19. If my cat is strictly indoors, is declawing a good idea?

Whether you should declaw your cat or not is somewhat of a controversial question. Many feel it is an inhumane practice and should never be done. We do declaw in instances where the behavior and temperament of the cat dictates its necessity; however, the decision to declaw is not one to be taken lightly. Since a cat’s claws are its first line of defense, declawing should only be done if the cat is kept strictly indoors.

20. At what temperature is it too hot to leave my dog outdoors?

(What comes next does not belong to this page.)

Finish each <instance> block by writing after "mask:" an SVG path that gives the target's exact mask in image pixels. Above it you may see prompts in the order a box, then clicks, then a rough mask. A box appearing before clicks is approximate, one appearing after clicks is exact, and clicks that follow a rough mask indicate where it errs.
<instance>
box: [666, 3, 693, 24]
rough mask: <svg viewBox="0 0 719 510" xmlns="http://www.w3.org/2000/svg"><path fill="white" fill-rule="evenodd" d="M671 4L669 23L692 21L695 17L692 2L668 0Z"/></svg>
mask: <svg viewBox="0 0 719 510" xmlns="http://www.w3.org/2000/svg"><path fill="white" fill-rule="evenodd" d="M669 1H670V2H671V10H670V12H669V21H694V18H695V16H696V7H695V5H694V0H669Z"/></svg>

In general, with plenty of water, air circulation and shade, most dogs will probably do okay in warm temperatures up to about 90˚F. However, there is no hard and fast rule about a temperature limit. Dogs do not sweat; they cool themselves primarily through panting. If it gets hot and humid enough, no amount of panting will do the trick. Plus, self cooling ability depends on the dog. Until you know your own dog's tolerance to heat, you should avoid leaving him unsupervised. There are several things you can do to keep your dog cool as temperatures rise. Read this excellent article (below) at humanesociety.org for tips to help pets stay healthy and comfortable in the heat.

Keep Pets Safe in the Heat

 

21. If my dog never leaves my back yard, does he really need to be vaccinated?

Though the risk may be small, it is still possible for your dog to contract a preventable disease through interaction with other animals through a fence, gate, or from smaller animals that may enter your yard. Any time your dog has nose to nose contact with another animal, he can become infected with a disease. You must assess the risk and vaccinate accordingly. By law, rabies vaccines must be given regardless of where your animal is kept.

22. My pet only goes outside briefly to potty. Is it still necessary to use flea and heartworm prevention?

In the south, fleas and mosquitos are in abundant supply. It only takes a second for fleas to attach to your pet. Once they are on board they will multiply and over time can spread to your carpet and furniture. Ridding your house of fleas is a much bigger undertaking then preventing them in the first place. Likewise mosquitos don’t require much time to bite and will often enter your house through an open door or window. And the bite of just one mosquito infected with the heartworm larvae will give your dog heartworm disease. We recommend using monthly flea and heartworm prevention to protect your pets and your home. We carry a wide variety of both oral and topical flea, tick, and heartworm preventatives. We’d be happy to explain how they work and help you choose the one that’s best for your pet(s).